Member of the Ghana Parliament for Asante-Akim North
- In office 1 October 1969 – 13 January 1972
- President: Edward Akufo-Addo
- Prime Minister: Kofi Abrefa Busia
- Preceded by: Constituency merged
- Succeeded by: Nana Akuoko Sarpong

Personal details
- Born: 1 July 1925
- Education: Heriot-Watt College; Robert Gordon's College;
- Occupation: Politician
- Profession: Pharmacist

= Emmanuel Kwasi Addae =

Ghanaian politician (born 1925)

Emmanuel Kwasi Addae (born 1 July 1925) is a Ghanaian politician and pharmacist. He served as member of parliament for the first parliament of the second republic of Ghana for Asante-Akim North constituency representing the Ashanti Region of Ghana.

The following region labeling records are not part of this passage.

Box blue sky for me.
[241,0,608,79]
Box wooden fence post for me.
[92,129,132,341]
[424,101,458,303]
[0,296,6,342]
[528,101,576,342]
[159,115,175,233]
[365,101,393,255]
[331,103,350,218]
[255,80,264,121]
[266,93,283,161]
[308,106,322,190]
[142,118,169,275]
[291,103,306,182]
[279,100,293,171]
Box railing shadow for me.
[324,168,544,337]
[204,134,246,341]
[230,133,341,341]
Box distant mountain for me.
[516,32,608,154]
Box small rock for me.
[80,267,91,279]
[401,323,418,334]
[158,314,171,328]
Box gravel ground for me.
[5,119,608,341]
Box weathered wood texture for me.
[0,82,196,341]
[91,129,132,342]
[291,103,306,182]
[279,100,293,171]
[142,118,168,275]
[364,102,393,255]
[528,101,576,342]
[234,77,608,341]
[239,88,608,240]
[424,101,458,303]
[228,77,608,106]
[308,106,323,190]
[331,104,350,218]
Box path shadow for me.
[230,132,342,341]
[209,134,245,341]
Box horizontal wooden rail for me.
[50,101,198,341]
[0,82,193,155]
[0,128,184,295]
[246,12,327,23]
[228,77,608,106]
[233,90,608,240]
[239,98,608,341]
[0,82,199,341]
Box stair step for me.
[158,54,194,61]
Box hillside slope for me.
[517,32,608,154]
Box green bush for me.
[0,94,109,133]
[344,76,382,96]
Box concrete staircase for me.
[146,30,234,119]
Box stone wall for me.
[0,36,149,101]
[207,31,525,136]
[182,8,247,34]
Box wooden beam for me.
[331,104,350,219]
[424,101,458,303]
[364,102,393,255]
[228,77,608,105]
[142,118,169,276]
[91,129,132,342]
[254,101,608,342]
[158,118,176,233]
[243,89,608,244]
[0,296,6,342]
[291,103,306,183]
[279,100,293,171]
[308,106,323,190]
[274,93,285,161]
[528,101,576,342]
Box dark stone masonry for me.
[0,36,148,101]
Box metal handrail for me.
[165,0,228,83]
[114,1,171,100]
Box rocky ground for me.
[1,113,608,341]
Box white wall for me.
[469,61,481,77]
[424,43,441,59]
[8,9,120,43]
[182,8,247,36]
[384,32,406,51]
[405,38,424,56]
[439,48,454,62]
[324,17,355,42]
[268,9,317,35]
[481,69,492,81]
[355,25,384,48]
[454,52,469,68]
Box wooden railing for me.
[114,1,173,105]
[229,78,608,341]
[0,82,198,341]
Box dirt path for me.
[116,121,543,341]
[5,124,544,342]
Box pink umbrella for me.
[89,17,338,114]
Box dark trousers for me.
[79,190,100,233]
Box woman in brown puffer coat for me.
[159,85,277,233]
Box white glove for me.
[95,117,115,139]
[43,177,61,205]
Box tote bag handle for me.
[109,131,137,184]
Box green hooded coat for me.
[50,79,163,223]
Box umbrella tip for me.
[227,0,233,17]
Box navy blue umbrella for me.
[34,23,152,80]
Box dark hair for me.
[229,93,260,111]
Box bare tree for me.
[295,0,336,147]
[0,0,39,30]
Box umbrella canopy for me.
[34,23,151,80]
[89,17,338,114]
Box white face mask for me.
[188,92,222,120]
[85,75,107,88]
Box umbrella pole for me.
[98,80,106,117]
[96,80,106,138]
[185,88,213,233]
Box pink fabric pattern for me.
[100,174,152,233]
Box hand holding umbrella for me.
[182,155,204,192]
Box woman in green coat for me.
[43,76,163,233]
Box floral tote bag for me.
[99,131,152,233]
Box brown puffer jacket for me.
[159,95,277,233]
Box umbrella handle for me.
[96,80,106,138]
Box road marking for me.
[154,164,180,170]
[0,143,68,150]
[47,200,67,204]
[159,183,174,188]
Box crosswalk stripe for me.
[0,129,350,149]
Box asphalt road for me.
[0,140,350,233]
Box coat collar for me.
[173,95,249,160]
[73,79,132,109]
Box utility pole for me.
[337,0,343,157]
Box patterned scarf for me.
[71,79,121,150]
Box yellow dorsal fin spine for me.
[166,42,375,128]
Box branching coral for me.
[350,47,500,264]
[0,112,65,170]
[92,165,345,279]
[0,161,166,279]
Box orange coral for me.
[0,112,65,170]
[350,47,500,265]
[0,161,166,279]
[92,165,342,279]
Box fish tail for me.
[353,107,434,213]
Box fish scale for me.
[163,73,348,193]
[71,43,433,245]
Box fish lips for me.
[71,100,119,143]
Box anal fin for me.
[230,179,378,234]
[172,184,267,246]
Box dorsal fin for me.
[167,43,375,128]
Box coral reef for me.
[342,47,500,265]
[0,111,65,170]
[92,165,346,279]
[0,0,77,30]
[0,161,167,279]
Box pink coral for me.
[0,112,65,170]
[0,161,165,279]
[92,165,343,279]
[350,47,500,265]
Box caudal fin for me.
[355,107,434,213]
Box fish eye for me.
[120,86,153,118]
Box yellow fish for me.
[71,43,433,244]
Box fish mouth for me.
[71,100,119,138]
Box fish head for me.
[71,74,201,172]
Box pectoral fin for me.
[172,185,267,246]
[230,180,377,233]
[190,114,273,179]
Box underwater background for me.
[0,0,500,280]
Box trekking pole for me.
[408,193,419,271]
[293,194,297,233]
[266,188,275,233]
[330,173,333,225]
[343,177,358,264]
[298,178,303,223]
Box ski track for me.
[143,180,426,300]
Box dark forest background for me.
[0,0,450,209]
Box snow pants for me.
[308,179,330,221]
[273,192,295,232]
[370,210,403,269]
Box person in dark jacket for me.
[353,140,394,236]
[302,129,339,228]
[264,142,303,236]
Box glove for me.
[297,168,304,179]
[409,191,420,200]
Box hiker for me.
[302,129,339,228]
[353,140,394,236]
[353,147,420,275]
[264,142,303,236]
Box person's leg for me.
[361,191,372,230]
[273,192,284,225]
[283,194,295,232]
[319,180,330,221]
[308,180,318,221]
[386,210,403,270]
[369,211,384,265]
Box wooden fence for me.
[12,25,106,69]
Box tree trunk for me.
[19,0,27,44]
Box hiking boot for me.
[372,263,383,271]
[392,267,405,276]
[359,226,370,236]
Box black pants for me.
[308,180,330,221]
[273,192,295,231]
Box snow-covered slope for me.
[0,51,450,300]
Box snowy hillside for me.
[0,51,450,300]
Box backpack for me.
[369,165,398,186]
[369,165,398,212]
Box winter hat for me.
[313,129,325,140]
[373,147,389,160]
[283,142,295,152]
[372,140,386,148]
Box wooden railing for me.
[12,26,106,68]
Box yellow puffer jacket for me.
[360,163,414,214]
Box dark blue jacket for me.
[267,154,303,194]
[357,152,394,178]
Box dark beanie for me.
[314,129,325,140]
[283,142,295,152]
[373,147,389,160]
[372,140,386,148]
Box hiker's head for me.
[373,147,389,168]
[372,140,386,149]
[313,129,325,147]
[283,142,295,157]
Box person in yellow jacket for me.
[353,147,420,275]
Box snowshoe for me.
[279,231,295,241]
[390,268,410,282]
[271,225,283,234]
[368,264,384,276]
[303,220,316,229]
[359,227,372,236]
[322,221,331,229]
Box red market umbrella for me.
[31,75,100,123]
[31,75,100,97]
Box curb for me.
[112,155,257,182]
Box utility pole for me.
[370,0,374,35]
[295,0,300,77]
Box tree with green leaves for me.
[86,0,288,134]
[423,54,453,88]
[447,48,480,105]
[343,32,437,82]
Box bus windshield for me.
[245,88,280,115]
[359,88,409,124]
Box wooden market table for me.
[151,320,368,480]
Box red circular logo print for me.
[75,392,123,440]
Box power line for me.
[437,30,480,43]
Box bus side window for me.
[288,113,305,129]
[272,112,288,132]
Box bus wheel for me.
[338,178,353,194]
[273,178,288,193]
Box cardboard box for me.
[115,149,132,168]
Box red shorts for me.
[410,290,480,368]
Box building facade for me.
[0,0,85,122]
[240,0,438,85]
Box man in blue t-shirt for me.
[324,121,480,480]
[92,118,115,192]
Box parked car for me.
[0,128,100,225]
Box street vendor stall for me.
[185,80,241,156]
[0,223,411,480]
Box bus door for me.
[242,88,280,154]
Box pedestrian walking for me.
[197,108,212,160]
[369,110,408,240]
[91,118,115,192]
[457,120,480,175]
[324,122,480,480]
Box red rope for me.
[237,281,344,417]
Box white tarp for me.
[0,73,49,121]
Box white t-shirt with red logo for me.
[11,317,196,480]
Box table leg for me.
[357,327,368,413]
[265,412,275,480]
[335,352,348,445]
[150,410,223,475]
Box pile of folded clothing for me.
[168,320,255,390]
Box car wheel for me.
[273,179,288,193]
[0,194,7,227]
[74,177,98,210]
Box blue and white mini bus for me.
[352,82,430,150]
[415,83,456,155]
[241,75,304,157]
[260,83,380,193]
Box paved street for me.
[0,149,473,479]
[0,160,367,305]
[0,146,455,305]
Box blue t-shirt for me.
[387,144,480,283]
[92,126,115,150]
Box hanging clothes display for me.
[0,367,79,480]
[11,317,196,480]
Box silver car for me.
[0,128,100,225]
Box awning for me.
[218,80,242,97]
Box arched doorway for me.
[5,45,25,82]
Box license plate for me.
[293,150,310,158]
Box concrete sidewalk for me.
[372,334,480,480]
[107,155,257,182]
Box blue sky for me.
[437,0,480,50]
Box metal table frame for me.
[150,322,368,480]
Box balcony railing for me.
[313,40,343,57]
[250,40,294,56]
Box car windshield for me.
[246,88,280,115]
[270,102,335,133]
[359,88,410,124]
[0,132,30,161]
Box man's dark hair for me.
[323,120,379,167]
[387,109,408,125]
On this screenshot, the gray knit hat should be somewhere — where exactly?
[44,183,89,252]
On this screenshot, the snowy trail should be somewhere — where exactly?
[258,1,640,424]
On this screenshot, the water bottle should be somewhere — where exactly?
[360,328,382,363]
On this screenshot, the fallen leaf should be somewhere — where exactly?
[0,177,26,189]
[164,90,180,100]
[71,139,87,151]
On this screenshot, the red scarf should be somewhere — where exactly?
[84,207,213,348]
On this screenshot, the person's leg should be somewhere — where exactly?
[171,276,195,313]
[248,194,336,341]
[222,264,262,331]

== Early life and education ==
Addae was born on 1 July 1925 at Agogo the Ashanti Region of Ghana. He attended Heriot-Watt College where he obtained his certificate in Nursing (Q. R. N). He later enrolled at Robert Gordon's College where he qualified as a Pharmaceutical Chemist (Ph.C.). He is a member of the Pharmaceutical Society of Great Britain.

== Politics ==
Addae was elected during the 1969 Ghanaian parliamentary election as member of the first parliament of the second republic of Ghana. He represented Asante-Akim North constituency on the ticket of the Progress Party (PP). He was succeeded by Nana Akuoko Sarpong during the 1979 parliamentary sitting.

== Career ==
Addae was a pharmacist and nurse by profession. He had also served with the military from 1943 to 1947. He was the proprietor of the New Town Pharmacy, a member of the Ghana Pharmacy and Poison Board, and a member of the Technical Committee for Drugs Standards.

== Personal life ==
Addae was a Christian, and married with seven children; two sons and five daughters. His hobbies included reading and gardening.